Getting started tutorial part 6: analyzing measurement catalogs in multiple bands

In this part of the tutorial series you’ll analyze the forced photometry measurement catalogs you created in step 5. You’ll learn how to work with measurement tables and plot color-magnitude diagrams (CMDs).

Set up

Pick up your shell session where you left off in part 5. That means your current working directory must contain the DATA directory (the Butler repository).

The lsst_distrib package also needs to be set up in your shell environment. See Setting up installed LSST Science Pipelines for details on doing this.

As in part 3, you’ll be working inside an interactive Python session for this tutorial. You can use the default Python shell (python), the IPython shell, or even run from a Jupyter Notebook. Ensure that this Python session is running from the shell where you ran setup lsst_distrib.

Loading forced photometry measurement catalogs with the Butler

The forcedPhotCoadd.py command-line task (Running forced photometry on coadds) created deepCoadd_forced_src datasets for each coadd in the example data repository. Being forced photometry catalogs, rows in each deepCoadd_forced_src table correspond row-for-row across all coadds in different filters for a sky map patch. Since you don’t have to do additional cross-matching, these deepCoadd_forced_src datasets are convenient.

To get these datasets, open a Python session (IPython or Jupyter Notebook) and create a Butler:

import lsst.daf.persistence as dafPersist
butler = dafPersist.Butler(inputs='DATA/rerun/coaddForcedPhot')

This Butler is using the coaddForcedPhot rerun you created for the forcePhotCoadd.py command-line task’s outputs.

Next, use the Butler to get the deepCoadd_forced_src datasets for both filters:

rSources = butler.get('deepCoadd_forced_src', {'filter': 'HSC-R', 'tract': 0, 'patch': '1,1'})
iSources = butler.get('deepCoadd_forced_src', {'filter': 'HSC-I', 'tract': 0, 'patch': '1,1'})

These datasets correspond to coadds for a single patch (1,1 in tract 0) for both the HSC-R and HSC-I filters.

Getting calibrated PSF photometry

The base_PsfFlux_instFlux column of these deepCoadd_forced_src datasets is the instrumental flux from the linear least-squares fit of the PSF model to the source. From the source table’s schema you know this flux has units of counts:

iSources.getSchema().find('base_PsfFlux_instFlux').field.getUnits()

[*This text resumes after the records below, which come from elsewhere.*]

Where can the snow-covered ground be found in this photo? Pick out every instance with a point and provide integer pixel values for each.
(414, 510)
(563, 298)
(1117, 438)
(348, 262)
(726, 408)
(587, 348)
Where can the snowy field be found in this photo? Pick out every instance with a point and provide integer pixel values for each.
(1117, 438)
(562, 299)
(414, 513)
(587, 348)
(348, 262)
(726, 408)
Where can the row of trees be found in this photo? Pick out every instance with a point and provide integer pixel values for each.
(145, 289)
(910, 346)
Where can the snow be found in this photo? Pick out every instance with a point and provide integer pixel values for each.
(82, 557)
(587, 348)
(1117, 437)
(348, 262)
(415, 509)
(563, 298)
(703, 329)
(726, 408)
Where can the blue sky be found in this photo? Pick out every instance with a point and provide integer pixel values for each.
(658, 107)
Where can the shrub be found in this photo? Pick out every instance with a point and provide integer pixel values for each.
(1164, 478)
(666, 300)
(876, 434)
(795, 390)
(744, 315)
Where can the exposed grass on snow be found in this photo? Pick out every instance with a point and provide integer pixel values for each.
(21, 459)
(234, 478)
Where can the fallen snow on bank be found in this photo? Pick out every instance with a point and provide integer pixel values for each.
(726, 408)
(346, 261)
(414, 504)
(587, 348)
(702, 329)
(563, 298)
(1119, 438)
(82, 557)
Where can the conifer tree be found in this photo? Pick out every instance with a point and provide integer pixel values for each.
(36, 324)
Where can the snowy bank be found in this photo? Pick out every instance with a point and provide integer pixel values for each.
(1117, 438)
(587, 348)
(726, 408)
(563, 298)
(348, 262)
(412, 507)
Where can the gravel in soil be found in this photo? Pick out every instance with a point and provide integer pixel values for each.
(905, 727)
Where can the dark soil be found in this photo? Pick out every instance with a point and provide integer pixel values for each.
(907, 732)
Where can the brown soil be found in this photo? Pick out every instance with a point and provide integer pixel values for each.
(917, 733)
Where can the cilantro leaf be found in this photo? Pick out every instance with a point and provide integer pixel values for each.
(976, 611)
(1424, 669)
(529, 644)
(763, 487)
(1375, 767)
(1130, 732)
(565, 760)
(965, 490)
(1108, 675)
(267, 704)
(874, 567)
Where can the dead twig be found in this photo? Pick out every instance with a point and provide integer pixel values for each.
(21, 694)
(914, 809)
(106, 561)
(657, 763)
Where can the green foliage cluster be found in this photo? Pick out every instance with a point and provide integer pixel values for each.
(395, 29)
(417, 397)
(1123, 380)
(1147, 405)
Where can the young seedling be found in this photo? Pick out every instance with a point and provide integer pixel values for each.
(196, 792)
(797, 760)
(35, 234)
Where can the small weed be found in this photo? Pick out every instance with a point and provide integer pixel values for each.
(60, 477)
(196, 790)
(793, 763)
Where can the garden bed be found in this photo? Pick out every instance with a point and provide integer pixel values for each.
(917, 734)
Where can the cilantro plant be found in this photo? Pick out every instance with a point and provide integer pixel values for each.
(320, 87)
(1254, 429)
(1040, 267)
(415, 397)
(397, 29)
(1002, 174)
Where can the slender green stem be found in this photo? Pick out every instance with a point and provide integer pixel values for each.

Transforming this instrumental flux into a magnitude requires knowing the coadd’s photometric calibration, which you can get from the coadd dataset. The coadd you made in part 4 with assembleCoadd.py doesn’t have calibration info attached to it, though. Instead, you want the deepCoadd_calexp dataset, which was created by the detectCoaddSources.py command-line task, because it does have calibrations. You can access these calibrations directly from deepCoadd_calexp_photoCalib datasets for each filter:

rCoaddPhotoCalib = butler.get('deepCoadd_calexp_photoCalib',  {'filter': 'HSC-R', 'tract': 0, 'patch': '1,1'})
iCoaddPhotoCalib = butler.get('deepCoadd_calexp_photoCalib',  {'filter': 'HSC-I', 'tract': 0, 'patch': '1,1'})

Note

An alternative way to get the lsst.afw.image.PhotoCalib object is from the deepCoadd_calexp dataset object:

rCoaddCalexp = butler.get('deepCoadd_calexp',  {'filter': 'HSC-R', 'tract': 0, 'patch': '1,1'})
rCoaddPhotoCalib = rCoaddCalexp.getPhotoCalib()

These PhotoCalib objects not only have methods for directly accessing calibration information, but also for applying those calibrations. Use the PhotoCalib.instFluxToMagnitude() method to transform instrumental fluxes in counts to AB magnitudes, and PhotoCalib.instFluxToNanojanksy() to transform counts into nanojansky. When called with an lsst.afw.table.SourceCatalog and string specifying the flux field name, these methods each return an array with the magnitude and magnitude error as columns.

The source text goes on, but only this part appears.